Keith Ball (kball@kballuw.SJF.Novell.COM)
Fri, 9 Dec 94 19:33:16 EST

What would be the impact or cost of requiring HTML v3.0 browsers to
support external entity references? When the SGML transfer work gets
complete, it will contain a method for transferring multiple components
of a document, with the entity references for system object identifiers
translated to URIs.

Is there a simplification, if necessary, to the entity management, that
would make its implementation straight forward, but still provide an
adequate level of support to be useful? Everytime I suggest to
someone a "simplification" or "minimization" to some SGML capability
I get trashed. I hope this is not the case for inclusion of external
entities.

Keith

> From Marc Salomon <marc@library.ucsf.edu>
> Proposal for <INC SRC="URI"> Element for Compound HTML Documents.
>
> 1. Problem
>
> The maintenance of a resilient tree of static HTML documents (which is
> indeed appropriate on occasion) requires the ability to make abstractions
> of a series of regularly occuring elements in a set of related documents.
> In a current reference server implementation, Rob McCool has implemented
> Server-Side Includes as an option to CGI for allowing server-side dynamic
> customization of HTML documents transmitted.
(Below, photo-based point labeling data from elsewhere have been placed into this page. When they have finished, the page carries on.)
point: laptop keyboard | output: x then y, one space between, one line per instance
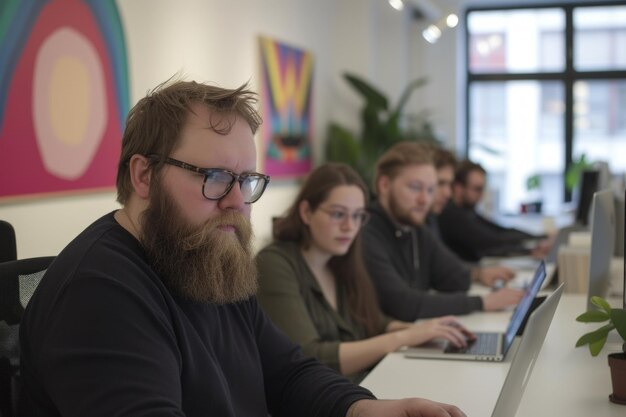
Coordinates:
485 344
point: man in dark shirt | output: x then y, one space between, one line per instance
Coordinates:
445 164
472 236
151 310
404 259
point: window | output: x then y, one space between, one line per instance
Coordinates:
533 107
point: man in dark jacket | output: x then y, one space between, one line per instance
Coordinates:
404 259
151 310
472 236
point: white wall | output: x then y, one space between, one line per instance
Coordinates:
216 41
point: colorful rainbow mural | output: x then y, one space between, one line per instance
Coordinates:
64 95
286 101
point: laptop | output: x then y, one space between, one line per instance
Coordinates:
488 346
524 360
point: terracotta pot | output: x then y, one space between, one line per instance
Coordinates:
617 363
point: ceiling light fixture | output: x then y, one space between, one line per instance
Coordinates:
396 4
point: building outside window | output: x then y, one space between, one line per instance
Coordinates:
533 108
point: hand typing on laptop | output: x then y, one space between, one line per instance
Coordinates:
501 299
446 328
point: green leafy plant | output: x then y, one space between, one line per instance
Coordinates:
616 318
382 125
533 182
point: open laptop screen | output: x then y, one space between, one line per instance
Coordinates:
524 306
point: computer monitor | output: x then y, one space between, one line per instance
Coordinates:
620 212
589 182
602 242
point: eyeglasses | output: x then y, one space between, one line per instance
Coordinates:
218 182
359 217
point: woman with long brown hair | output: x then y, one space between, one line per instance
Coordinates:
314 286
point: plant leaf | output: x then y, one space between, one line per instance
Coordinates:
601 303
593 316
618 317
371 95
596 347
Reserving exclusively the
> responsibility for dynamic document generation to computational cycles at
> the server can potentially prove problematic at high-volume sites serving
> up tens--perhaps hundreds of thousands of requests daily. If the client
> is going to parse the document in any case, why not allow the
> content-provider the choice of avoiding a parsing session on the
> server-side, if at all possible and desirable, and allowing the client to
> download and assemble the various components of and render the resultant
> document.
>
> If we could expect most HTML rendering agents to be fully compliant SGML
> applications, complete with entity managers, then the obvious solution
> would be to use the entity manager and catalog to cache-manage recurring
> shared HTML fragments. But since we need immediate measures yesterday to
> solve the looming problems of tomorrow in order to make large-scale
> information provision on the web managable, efficient and feasible until
> we can migrate to a fully compliant SGML or HyTime environment, I propose
> a measure to allow the content provider more freedom in managing and
> specifying the logical content of their documents. Although I am not a
> client-side developer, it seems apparent to me (confirmed by our browser
> expert) that most all the code needed to resolve these issues already
> exists in the leading source distributed browsers.